Labour's Tony Blair says that crime is down 30% since 1997. Conservative leader Michael Howard says that crime is up 15% since 1998. So who is right?


There are two measures of crime in England and Wales.
One is based on the crimes reported to, and recorded by, the police.
The other is based on a sample survey of 40,000 people, called the British Crime Survey (BCS), which was introduced because of concerns that many people did not bother to report crime.

Both have their limitations.

The British Crime Survey only takes place every year, and does not record crimes which are serious but too small statistically to measure (such as murder and rape) or crimes committed against businesses (such as fraud or shoplifting) or against people under 16 (since it only surveys adults).

The police recorded crime figures - which are produced every 3 months - can be inconsistent between different police forces, and comparisons have suffered because of changes in recording procedures.  For example, the police are now required to note each separate assault when there is a pub brawl as a separate offence, rather than one crime.

The Facts

The two methods of measuring crime produce different long-term trends.  The BCS, which started in 1981, suggests that total crime peaked in 1995, and has been falling steadily since Labour came to power.

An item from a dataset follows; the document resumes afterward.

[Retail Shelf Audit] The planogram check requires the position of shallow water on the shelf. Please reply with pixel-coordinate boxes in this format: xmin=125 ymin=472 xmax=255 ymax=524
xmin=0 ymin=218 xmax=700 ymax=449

BCS interviews Jan-Dec 2004
Police records Oct-Dec 2004
Comparisons with previous year
The latest British Crime Survey suggests that the overall level of crime has declined from 12,088,000 crimes in 2003 to 10,811,000 in 2004 (down from around 16m in 1997, a fall of 33%). Violent crime was also down by 10% on this measure

However, the level of violence against the person recorded by the police rose by 10% in the three months Oct-Dec 2004 compared to the same period one year before, and more serious offences (including murder and serious wounding) were up by 4%.
And firearms offences, including those using replica weapons, were up 10%.
Overall, police recorded crime rose from 5.1m in 1998 to 5.7m in 2004, an increase of 17%
So both sides can cite figures to prove their case.
However, it is also significant that the fear of crime has fallen much less sharply in the BCS than actual crime, and there have been no changes in the perceived level of anti-social behaviour.

The Conclusion
Certain types of violent crime of particular concern to the public are rising, according to the official recorded crime figures.

While the figures may produce some confusion, it is the fear of crime that all political parties are seeking to address with their plans for increasing numbers of police and additional plans to tackle anti-social behaviour.